En juillet 1922, après l’assassinat de Walter Rathenau, ministre des Affaires étrangères de la République de Weimar, la monnaie officielle de l’Allemagne vaincue, le mark-or, s’effondre à 493 marks pour un dollar. En parallèle, la confiance dans la stabilité politique du pays chute brutalement.
Dans la panique, la Banque centrale allemande, la Reichsbank, augmente massivement la masse monétaire, autrement dit, elle imprime de plus en plus de billets pour tenter de faire face aux exigences de réparations imposées par les vainqueurs de la Première Guerre mondiale, tout en maintenant l’emploi et les exportations.
En décembre 1922, le mark tombe à 7 592 pour un dollar.
Le 9 janvier 1923, la Commission des Réparations constate que l’Allemagne a failli à ses engagements. Deux jours plus tard, le 11 janvier, Raymond Poincaré ordonne l’occupation militaire d’Essen et d’autres villes industrielles de la Ruhr.
En réponse, le gouvernement allemand appelle à une résistance passive généralisée. Il ordonne à ses citoyens de refuser tout ordre émanant des autorités françaises. Les ouvriers cessent de faire fonctionner les hauts fourneaux et les usines. Pour soutenir les familles, le gouvernement fait tourner la planche à billets, imprimant toujours plus de marks. À l’époque, la Ruhr représente 80 % de la production allemande d’acier, de fer et de charbon, et plus de 70 % du trafic de fret.

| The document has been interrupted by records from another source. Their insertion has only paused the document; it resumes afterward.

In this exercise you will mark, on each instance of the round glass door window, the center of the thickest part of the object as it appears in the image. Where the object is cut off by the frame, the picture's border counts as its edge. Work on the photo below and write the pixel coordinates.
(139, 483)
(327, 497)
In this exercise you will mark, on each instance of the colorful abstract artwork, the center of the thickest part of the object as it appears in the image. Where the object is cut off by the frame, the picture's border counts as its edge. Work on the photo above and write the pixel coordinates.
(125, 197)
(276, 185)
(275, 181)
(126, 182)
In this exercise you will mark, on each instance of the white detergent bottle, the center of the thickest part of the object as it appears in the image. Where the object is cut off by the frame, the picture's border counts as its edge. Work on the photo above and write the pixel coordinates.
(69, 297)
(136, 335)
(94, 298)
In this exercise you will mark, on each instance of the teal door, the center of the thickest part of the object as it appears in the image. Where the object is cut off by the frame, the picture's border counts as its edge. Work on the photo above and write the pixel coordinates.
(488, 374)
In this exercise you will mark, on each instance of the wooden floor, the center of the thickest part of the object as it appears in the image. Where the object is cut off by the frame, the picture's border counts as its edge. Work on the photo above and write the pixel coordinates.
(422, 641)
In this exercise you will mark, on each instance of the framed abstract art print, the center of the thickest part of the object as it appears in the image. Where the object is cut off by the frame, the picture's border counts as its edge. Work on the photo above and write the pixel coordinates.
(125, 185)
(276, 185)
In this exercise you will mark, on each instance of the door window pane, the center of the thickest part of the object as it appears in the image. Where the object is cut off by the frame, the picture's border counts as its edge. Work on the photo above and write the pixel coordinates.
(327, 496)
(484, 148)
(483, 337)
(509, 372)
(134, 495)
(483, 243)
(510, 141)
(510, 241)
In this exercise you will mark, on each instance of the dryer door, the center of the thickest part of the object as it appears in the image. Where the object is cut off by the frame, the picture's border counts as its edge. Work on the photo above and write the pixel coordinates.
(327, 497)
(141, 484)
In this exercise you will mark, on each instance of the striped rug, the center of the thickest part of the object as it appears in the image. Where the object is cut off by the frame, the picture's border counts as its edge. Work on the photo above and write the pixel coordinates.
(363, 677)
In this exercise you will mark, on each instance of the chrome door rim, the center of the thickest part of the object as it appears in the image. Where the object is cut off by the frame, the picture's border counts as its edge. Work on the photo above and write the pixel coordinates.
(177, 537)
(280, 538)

L’occupation française provoque l’arrêt brutal de l’activité industrielle allemande. Plus de 150 000 Allemands sont expulsés de la zone occupée, 400 sont tués, plus de 2 000 blessés. Les forces françaises isolent économiquement la Ruhr du reste du pays.
Les ressources bancaires, les agences de la Reichsbank, les stocks d’usines et de mines sont saisis. La monnaie allemande s’effondre. Dès janvier, peu après le début de l’occupation, le mark plonge à 18 000 pour un dollar.
La Reichsbank tente de maintenir la situation jusqu’en mai. Ensuite, tout dérape. En juillet, le mark chute à 350 000 pour un dollar ; en août, à 4 620 000. Le 15 novembre, il atteint le niveau inouï de 4 200 milliards de marks pour un dollar.
Les économies sont anéanties. Le niveau de vie s’effondre. La population sombre dans la pauvreté. Les obligations d’État, les hypothèques, les dépôts bancaires ne valent plus rien. Toute la classe moyenne, pilier de la stabilité du pays, est ruinée.
En septembre 1923, le gouvernement de coalition dirigé par Gustav Stresemann met fin à la résistance passive. Un plan américain, le plan Dawes, est approuvé en avril 1924 par la Commission des Réparations et adopté par un gouvernement allemand à bout de forces.
Poincaré perd les élections en mai 1924, remplacé par Édouard Herriot, à la tête du Cartel des gauches.
Dès novembre 1923, le banquier Hjalmar Schacht est nommé commissaire à la monnaie. Il introduit une nouvelle devise, le Rentenmark, adossée fictivement à des actifs immobiliers pour stabiliser le mark. En décembre, Schacht devient président de la Reichsbank.
Sous l’égide du plan Dawes, l’Allemagne paie ses réparations pendant cinq ans, jusqu’en 1929. Sa reconstruction est entièrement financée par des prêts anglo-américains.
En 1929, le fragile ordre monétaire imposé par les banques de Londres et de New York après le traité de Versailles s’effondre. La crise américaine de 1929 gagne l’Europe. La faillite de la banque autrichienne Creditanstalt déclenche une réaction en chaîne.
En Allemagne, la chute de la banque DANAT en 1931 plonge le pays dans ce que l’on appelle « l’hiver le plus dur depuis cent ans ».
L’Italie, elle aussi en difficulté, reçoit une aide de 100 millions de dollars pour stabiliser la lire. Mussolini convainc les Anglo-Américains qu’il est l’homme fort capable de mater les syndicats, baisser les salaires et imposer l’austérité nécessaire aux remboursements.
Schacht, quant à lui, quitte la Reichsbank et s’emploie à organiser le soutien financier de l’homme qui dirige le Parti national-socialiste des travailleurs allemands, le parti nazi. Il sera plus tard nommé ministre des Finances du futur chancelier allemand.